I’ve learned the Lord and His church can do perfectly well without me.
So true. Thanks.
Looking back at when I began the pastorate at age 22 I see then what I see now at 34, God always uses us in spite of us!
Agreed, Kyle. Thanks.
Check out @JamesMahan1978’s Tweet: https://twitter.com/JamesMahan1978/status/631117850330071040?s=09
I learned the hard way that conversations held in private are not always private.
Thanks, James.
#7 is so true but also so hard. What I am working on is learning to admire other ministers without being envious.
Thanks, Chris. I wonder if we ever “grow out of” envy….
Could you explain or have you explained elsewhere what it means to know your community? I realize that I am too familiar with it but not sure if I know my community.

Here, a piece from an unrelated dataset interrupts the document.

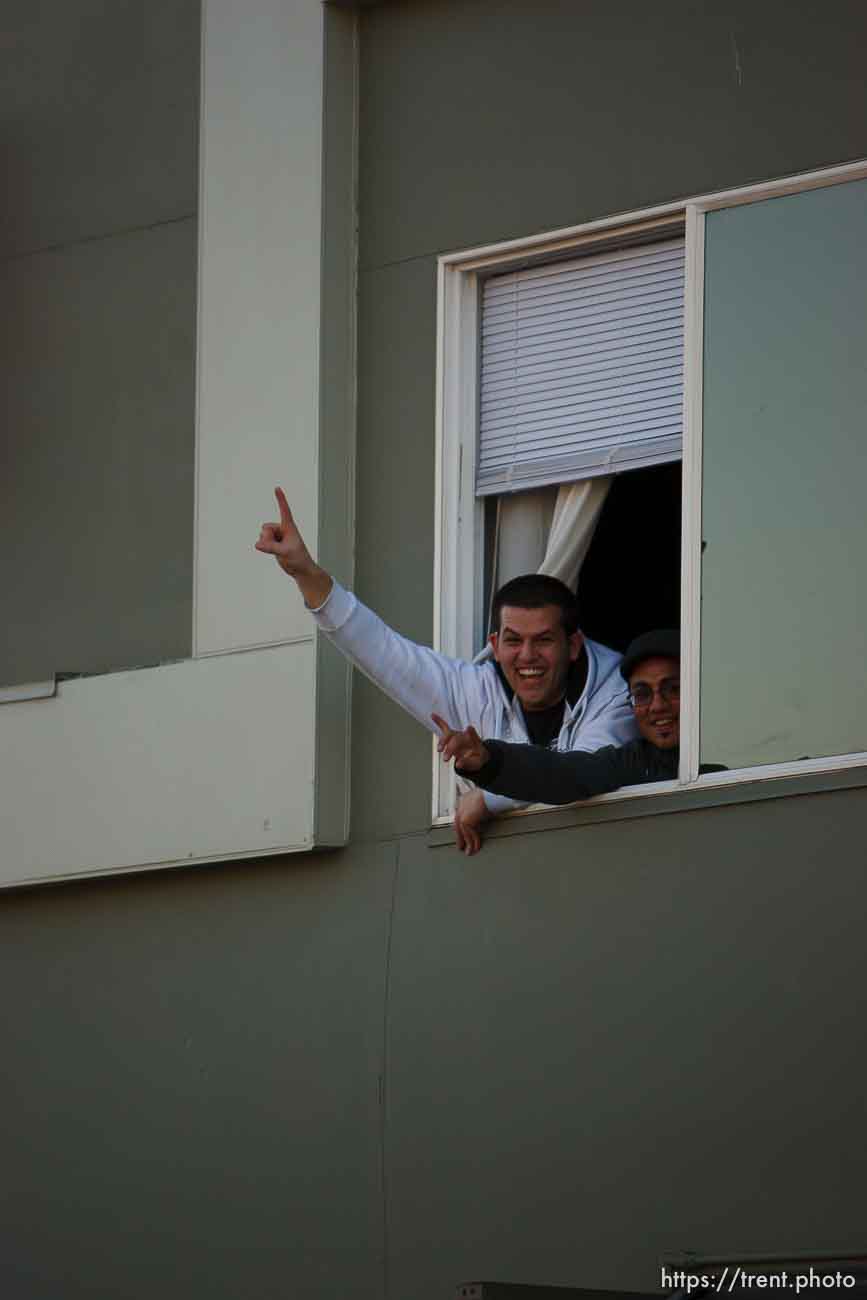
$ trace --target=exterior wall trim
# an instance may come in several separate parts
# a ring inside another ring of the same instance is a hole
[[[481,526],[480,502],[474,497],[476,439],[465,432],[477,420],[478,347],[477,294],[480,273],[565,254],[606,235],[641,235],[675,222],[686,222],[685,385],[684,385],[684,506],[682,506],[682,681],[686,727],[681,746],[681,788],[732,789],[744,783],[779,777],[838,772],[867,764],[867,753],[832,755],[811,760],[737,768],[724,774],[698,775],[699,766],[699,671],[701,671],[701,482],[702,482],[702,363],[703,363],[703,269],[705,214],[727,207],[760,203],[806,190],[842,185],[867,177],[861,159],[819,170],[780,177],[680,199],[634,212],[602,217],[525,239],[484,244],[443,254],[438,259],[437,295],[437,477],[434,536],[434,645],[445,654],[472,659],[481,646]],[[471,523],[472,521],[472,523]],[[467,528],[472,529],[471,572],[459,563],[467,554]],[[454,776],[438,762],[433,746],[433,826],[451,820]],[[671,788],[664,783],[664,788]],[[659,785],[614,792],[595,803],[641,800],[658,794]],[[526,815],[525,810],[512,816]]]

Sure, Jason. Maybe this post will help you a bit: https://chucklawless.com/2015/02/10-ways-read-community/. When I was pastoring, I spent a semester in a long-term substitute teaching situation in a local school, and I learned more about my community in that semester than I did in much of my time as pastor. For example, I learned we had gangs — but I would never have known it because my church didn’t reflect that. Make sense?
I have been in pastoral ministry for many less years, but have learned (more recently) that not only can I not make “everyone” happy, I cannot make ANYONE happy! It’s not within my power – joy only comes through a thriving relationship with Christ.